As businesses worldwide seek to improve the agility and resiliency of supply chains, the time has come to ditch manual processes wherever possible. Nearly 75% of manufacturing and distribution executives reported in a survey conducted by Supply Chain Dive's studioID and West Monroe that Microsoft Excel contributed to their sales and operations planning (S&OP) processes.
Surviving the next significant supply chain disruption will require a level of flexibility that organizations can't achieve with complex spreadsheet formulas alone. The inherently reactive nature of manual processes makes it too challenging to keep pace with shifting market trends and disruptive events.
Becoming Proactive Instead of Reactive
Building technologically-enabled S&OP capabilities has become essential as supply chain organizations pursue digital transformation to ensure better agility and resiliency in the face of constant change. To access more predictive capabilities in a volatile global supply chain environment, business leaders need to streamline S&OP through more advanced automation.
"If you don't measure, you can't manage," said Tim Vadney, senior principal at West Monroe."You need a clear understanding of what your supply picture looks like versus your demand picture. If you get those two elements and the KPIs to understand what's happening on both sides of the coin, then you're able to react to changing market conditions much more quickly."
It's important to note that virtually all small- and medium-sized enterprises will primarily rely on spreadsheets and paper-based processes for S&OP until they reach a certain level of maturity. Then, as organizations grow, the inefficiencies begin to reach a tipping point.
"Manually running S&OP is fine for businesses of a certain complexity," said Brian Pacula, director at West Monroe. "But at some point, it becomes very high-effort and arduous to maintain the spreadsheet, make sure the data is accurate and try to get real-time data entered into it. At that point, people usually look for more automated solutions that have been purposely built for S&OP process support."
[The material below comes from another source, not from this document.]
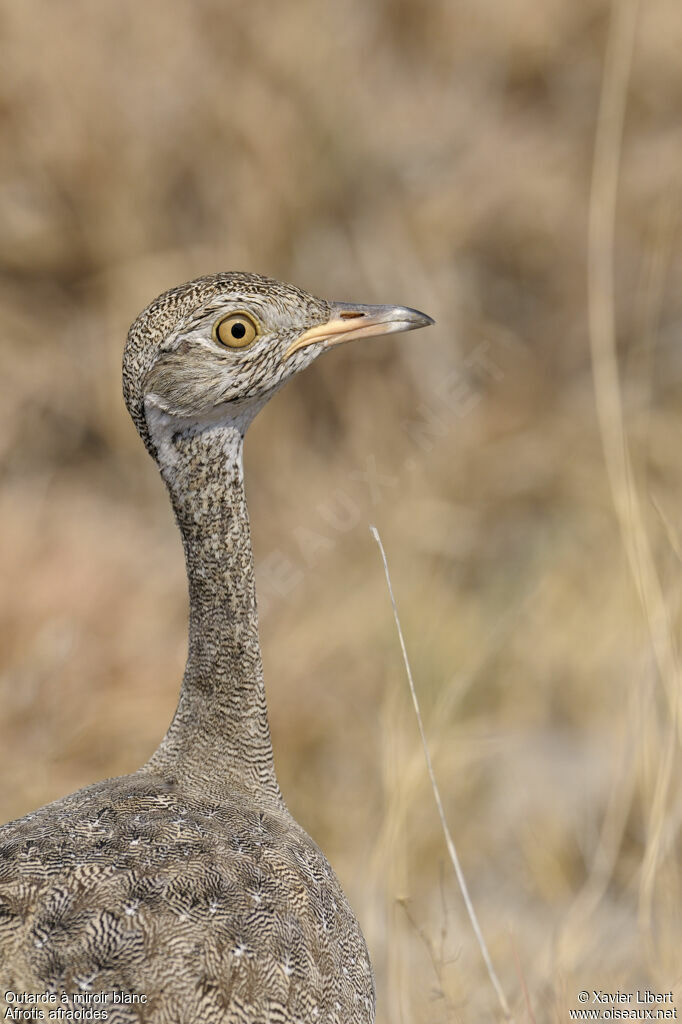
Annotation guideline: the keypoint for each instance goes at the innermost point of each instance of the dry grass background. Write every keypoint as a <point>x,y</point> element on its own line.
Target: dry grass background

Once sales and operations planning outgrows the spreadsheet, most businesses turn to enterprise resource planning (ERP) and demand planning and forecasting solutions to begin automating specific data inputs for S&OP. According to the survey, 51% of respondents use ERP in their S&OP processes, while 60% use demand planning and forecasting technology.
"First, you want to focus on getting the right data sets and data feeds into the appropriate solution," Pacula said. "For smaller businesses, that might mean getting an ERP first. A lot of the core data you feed into an S&OP process will at first come from the ERP itself. Then after a certain level, that data comes from a more supply-chain specific solution that does some type of demand or supply planning. Solutions for larger organizations will have those functions built in, whereas medium enterprises may need to bolt on a demand planning system. Then you can get into advanced S&OP where you take all these real-time data feeds and present and prescribe all the steps that you should be taking going forward."
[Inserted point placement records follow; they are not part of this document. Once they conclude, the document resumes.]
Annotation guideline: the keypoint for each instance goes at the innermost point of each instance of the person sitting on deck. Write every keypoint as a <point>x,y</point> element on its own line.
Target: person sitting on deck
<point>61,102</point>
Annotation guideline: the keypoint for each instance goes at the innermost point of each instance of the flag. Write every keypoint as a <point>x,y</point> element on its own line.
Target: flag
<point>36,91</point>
A structured S&OP process with sufficient automation capabilities helps improve resiliency by identifying where risk will come from and providing more time to react and make decisions. This extra time provides significant benefits beyond the capabilities of a managed process.
"You just gain more time to react and be proactive instead of making very last-minute decisions," Vadney said. "Better automation practices in S&OP should enable higher inventory turns, lower inventory carrying costs, reduced out-of-stocks with an equivalent increase in sales, reduced intercompany inventory transfer costs and lower inbound and outbound logistics costs."
Shelving Excel
As businesses expand, they will eventually outgrow the capabilities of Google Sheets or Excel for S&OP. However, that doesn't make these desktop applications useless.
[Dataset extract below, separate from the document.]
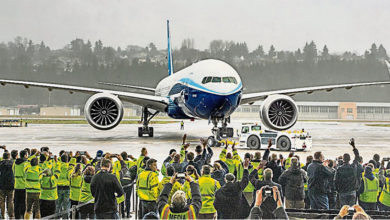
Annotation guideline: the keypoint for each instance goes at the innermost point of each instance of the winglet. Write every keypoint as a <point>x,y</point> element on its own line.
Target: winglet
<point>388,67</point>
<point>170,63</point>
"You want to try to remove Excel further upstream where the master data and feeder data are coming from," Pacula said. "But there are a lot of different individuals you have to interact with from different parts of the supply chain, and almost everyone understands how to use Excel."
Though Excel and similar programs eventually lose effectiveness as a processing tool, they remain a convenient communication tool. Given their prevalence in supply chain operations over the past several decades, programs like Excel or Google Sheets provide a ubiquitous method for cross-function communication and collaboration.
"You use Excel for report dissemination," Vadney said. "It's a lot easier for people to play with data when they see it in Excel instead of generating PDFs from a system or trying to get everybody in the same room or on the same Zoom call to look at dashboards or reports. Spreadsheet technology just can't be the fundamental base upon which everything is built after you've reached a certain size. You'll outgrow it pretty quickly—in most cases, when you've reached $50 or $75 million in revenue or have more than one distribution or manufacturing locations."
Manufacturers, distributors and other industrial organizations will need to conduct an internal analysis to determine what level of automation they require in their sales and operations planning process. In the current supply chain environment, companies with well-structured S&OP processes have an opportunity to elevate themselves above competitors through access to relevant data that drives informed decision-making.